When the above samples were dried and weighed, about 5.5% of the average weight of the 100 spent catalysts was reduced, corresponding to about 22.2% of the catalyst component.

<Comparative Example 2>

In Example 1, the same amount of spent catalyst and water were placed in a vessel and spun at 60 rpm for 15 minutes. After the precipitate and the aqueous solution was removed from the vessel and 10L of water was added as in Example 1 and the support was tumbling at 15 rpm for 10 minutes, and then water was removed. When 100 random catalysts were collected and observed with a naked eye and a microscope, a substantial amount of catalyst layer remained on the surface of the support as in Comparative Example 1. When weighed by drying, about 7% of the average weight of the 100 spent catalysts was reduced, corresponding to about 28% of the catalyst component.

<Comparative Example 3>

The recovered blue aqueous solution was tested under the same conditions as in Example 1 except that the solution was maintained at room temperature without heating at 60 ° C. When the catalyst was observed, many catalyst components remained in the pores. The total weight of the support after drying was about 8.21 KG. This corresponds to 82.1% of the spent catalyst weight, meaning that about 72% of the catalyst components have been removed.

<Comparative Example 4>

After removing the catalyst layer on the surface of the support in the same manner as in Example 1, 1L of fresh ammonia water was added with 10L of water without using the recovered aqueous solution as in Example 1, and the aqueous solution was heated with steam.

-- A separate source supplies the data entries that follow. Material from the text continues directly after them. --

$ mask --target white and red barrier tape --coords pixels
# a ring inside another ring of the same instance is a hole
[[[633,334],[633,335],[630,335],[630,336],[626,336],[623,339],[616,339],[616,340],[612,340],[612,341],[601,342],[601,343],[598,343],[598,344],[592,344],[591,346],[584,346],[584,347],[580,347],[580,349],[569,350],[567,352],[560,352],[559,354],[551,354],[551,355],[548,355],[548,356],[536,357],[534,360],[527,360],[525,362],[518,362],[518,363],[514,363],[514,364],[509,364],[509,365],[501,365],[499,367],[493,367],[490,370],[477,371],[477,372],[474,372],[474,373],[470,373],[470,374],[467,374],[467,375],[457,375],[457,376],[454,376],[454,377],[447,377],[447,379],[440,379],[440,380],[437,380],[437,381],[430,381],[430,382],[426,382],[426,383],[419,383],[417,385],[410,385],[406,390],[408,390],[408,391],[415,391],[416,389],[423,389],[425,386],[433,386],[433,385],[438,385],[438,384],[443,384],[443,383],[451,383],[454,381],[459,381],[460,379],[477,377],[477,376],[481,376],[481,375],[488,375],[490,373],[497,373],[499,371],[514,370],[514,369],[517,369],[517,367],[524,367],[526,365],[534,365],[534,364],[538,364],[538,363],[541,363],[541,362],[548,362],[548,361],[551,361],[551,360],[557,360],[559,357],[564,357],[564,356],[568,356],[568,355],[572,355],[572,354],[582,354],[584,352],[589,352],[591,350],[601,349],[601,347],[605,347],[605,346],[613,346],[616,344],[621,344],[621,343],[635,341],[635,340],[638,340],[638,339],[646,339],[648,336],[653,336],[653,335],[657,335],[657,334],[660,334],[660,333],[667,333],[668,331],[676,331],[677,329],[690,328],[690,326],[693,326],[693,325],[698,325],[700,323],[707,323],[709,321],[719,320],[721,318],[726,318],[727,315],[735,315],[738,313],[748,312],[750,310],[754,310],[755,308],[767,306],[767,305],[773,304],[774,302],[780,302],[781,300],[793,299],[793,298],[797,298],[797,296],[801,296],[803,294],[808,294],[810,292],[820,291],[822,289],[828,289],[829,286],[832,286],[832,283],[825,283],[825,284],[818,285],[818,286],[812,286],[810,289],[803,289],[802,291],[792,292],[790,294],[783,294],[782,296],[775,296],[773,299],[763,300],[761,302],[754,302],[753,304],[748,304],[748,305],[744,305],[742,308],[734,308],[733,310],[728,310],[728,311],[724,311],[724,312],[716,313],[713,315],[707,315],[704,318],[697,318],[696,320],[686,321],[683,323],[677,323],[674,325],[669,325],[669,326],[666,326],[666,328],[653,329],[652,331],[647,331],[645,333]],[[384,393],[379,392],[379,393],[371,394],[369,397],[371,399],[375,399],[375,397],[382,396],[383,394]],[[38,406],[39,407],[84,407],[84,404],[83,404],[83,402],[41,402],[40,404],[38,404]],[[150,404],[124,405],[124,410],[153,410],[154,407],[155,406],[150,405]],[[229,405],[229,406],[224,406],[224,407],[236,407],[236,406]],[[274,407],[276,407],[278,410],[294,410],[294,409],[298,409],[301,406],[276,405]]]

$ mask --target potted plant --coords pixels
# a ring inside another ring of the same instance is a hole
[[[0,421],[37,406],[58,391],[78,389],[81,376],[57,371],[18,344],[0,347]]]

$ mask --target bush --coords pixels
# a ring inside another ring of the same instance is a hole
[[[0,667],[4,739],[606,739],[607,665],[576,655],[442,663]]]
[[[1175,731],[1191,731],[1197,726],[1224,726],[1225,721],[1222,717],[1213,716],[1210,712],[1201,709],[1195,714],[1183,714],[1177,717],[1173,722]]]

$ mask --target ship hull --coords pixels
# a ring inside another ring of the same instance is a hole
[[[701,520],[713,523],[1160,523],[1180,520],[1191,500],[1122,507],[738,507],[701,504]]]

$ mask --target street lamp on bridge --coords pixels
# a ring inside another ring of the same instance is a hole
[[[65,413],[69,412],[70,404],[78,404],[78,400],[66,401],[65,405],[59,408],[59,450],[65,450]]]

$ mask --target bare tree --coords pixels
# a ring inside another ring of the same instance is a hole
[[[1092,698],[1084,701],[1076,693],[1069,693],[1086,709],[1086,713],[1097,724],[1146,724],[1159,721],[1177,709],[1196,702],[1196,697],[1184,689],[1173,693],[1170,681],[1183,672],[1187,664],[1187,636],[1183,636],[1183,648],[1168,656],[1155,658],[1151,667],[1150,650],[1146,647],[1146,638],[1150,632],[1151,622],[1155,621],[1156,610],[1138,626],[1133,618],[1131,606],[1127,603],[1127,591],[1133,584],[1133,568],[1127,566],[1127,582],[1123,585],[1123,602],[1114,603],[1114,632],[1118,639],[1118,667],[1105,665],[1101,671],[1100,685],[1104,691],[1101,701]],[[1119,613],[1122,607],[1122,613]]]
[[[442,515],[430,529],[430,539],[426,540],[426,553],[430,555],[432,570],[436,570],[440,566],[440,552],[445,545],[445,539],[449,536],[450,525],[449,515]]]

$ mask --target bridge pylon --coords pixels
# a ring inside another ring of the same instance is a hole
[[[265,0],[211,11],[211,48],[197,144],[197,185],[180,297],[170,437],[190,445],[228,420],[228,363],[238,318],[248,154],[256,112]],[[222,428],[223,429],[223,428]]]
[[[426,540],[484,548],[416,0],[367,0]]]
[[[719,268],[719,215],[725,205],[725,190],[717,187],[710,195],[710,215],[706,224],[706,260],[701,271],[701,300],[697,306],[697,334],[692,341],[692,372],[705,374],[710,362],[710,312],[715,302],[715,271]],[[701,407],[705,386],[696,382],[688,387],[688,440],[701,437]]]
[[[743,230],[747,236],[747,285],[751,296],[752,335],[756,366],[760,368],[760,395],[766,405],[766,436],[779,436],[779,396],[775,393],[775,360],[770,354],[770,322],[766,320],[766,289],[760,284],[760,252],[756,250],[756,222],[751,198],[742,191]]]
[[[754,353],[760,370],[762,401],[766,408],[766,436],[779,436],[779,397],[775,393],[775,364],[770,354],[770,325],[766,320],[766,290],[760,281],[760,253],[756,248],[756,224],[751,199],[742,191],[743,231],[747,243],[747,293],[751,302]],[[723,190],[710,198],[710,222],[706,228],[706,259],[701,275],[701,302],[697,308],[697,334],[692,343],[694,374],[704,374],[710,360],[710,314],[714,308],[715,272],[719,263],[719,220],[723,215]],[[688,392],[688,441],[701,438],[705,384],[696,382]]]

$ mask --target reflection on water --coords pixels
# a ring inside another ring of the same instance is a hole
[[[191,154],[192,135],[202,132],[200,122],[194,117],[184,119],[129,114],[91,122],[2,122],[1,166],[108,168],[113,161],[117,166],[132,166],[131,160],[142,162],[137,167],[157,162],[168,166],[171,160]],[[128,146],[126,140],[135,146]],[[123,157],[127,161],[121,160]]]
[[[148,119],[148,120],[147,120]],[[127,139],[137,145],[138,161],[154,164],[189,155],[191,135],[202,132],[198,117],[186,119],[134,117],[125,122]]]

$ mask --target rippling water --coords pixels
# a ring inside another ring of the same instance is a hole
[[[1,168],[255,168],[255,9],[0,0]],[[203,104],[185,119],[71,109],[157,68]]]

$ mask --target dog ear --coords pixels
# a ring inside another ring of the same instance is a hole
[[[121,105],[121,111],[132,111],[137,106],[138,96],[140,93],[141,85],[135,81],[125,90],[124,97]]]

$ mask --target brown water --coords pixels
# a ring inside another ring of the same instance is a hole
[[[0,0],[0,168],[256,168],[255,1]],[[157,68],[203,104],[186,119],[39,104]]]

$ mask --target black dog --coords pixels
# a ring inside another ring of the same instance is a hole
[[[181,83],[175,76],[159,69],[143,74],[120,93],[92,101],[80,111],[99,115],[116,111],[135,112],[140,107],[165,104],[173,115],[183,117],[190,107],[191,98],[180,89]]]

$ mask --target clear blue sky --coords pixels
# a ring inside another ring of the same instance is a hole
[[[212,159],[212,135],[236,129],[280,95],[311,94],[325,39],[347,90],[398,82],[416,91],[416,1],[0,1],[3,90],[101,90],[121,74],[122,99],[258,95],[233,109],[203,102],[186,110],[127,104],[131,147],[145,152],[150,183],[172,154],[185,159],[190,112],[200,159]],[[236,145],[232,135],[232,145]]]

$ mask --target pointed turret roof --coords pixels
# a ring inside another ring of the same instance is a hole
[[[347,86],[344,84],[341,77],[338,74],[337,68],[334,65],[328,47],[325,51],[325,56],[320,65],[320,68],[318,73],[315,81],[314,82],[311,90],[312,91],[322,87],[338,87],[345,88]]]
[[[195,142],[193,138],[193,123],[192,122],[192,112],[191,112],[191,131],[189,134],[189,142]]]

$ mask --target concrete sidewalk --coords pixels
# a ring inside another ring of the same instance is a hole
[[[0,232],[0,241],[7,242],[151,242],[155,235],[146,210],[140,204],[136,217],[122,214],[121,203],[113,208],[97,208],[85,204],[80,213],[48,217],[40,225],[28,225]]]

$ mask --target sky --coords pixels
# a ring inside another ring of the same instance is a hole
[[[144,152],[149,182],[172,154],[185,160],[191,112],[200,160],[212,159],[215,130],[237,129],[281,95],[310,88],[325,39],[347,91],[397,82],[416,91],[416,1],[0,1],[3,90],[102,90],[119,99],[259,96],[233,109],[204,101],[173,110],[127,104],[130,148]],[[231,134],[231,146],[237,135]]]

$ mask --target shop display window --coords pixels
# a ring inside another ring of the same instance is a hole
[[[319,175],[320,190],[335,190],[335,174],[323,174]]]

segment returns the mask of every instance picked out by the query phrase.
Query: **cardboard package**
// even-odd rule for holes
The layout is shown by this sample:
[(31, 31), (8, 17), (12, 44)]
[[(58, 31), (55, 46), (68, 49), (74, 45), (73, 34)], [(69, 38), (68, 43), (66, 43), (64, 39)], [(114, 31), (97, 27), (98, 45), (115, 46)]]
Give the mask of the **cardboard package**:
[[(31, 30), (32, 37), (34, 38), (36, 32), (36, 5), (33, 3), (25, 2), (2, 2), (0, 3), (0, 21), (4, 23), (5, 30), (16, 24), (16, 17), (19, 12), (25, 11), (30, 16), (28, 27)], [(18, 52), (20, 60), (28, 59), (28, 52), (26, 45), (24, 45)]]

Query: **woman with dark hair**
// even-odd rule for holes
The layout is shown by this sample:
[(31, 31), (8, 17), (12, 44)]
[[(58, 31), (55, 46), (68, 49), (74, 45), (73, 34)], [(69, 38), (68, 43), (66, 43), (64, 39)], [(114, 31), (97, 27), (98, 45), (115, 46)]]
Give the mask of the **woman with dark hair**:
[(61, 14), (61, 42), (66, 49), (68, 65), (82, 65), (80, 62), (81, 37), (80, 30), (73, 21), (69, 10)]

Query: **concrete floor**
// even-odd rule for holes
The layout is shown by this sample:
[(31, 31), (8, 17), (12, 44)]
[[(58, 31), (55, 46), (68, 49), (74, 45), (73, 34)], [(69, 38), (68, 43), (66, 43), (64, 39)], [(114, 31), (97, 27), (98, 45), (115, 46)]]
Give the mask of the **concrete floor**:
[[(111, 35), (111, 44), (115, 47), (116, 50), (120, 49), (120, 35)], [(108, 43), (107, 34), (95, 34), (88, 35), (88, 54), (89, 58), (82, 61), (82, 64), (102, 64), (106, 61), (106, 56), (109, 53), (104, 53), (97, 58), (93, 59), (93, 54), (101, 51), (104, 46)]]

At this time, the ammonia water was boiled and the ammonia vapor was severely discharged to stop the experiment.

Claims (1)

A method for recovering a support without damage from a spent catalyst when the catalyst used to prepare acrolein or methacrolein into acrylic acid or methacrylic acid by a selective gas phase oxidation method has lost activity, in the first step, Ammonia water was mixed at a weight ratio of 1: 0.6-3: 0.1-2, and then tumbling at 15-100 rpm. In step 2, the aqueous solution and the support in which the catalyst components were dissolved were separated, and in step 3, the catalyst support was separated in step 2. Was washed with water, the support obtained in step 3 was immersed in an aqueous solution separated in step 4 to step 2 and heated to 50-80 ° C., during heating, the aqueous solution was stirred or tumbled the support and the aqueous solution, and in step 5 the catalyst support And the aqueous solution is separated, and in step 6, the catalyst support is washed with water or washed with water and then immersed in nitric acid or acetic acid aqueous solution and then washed with water and dried How to.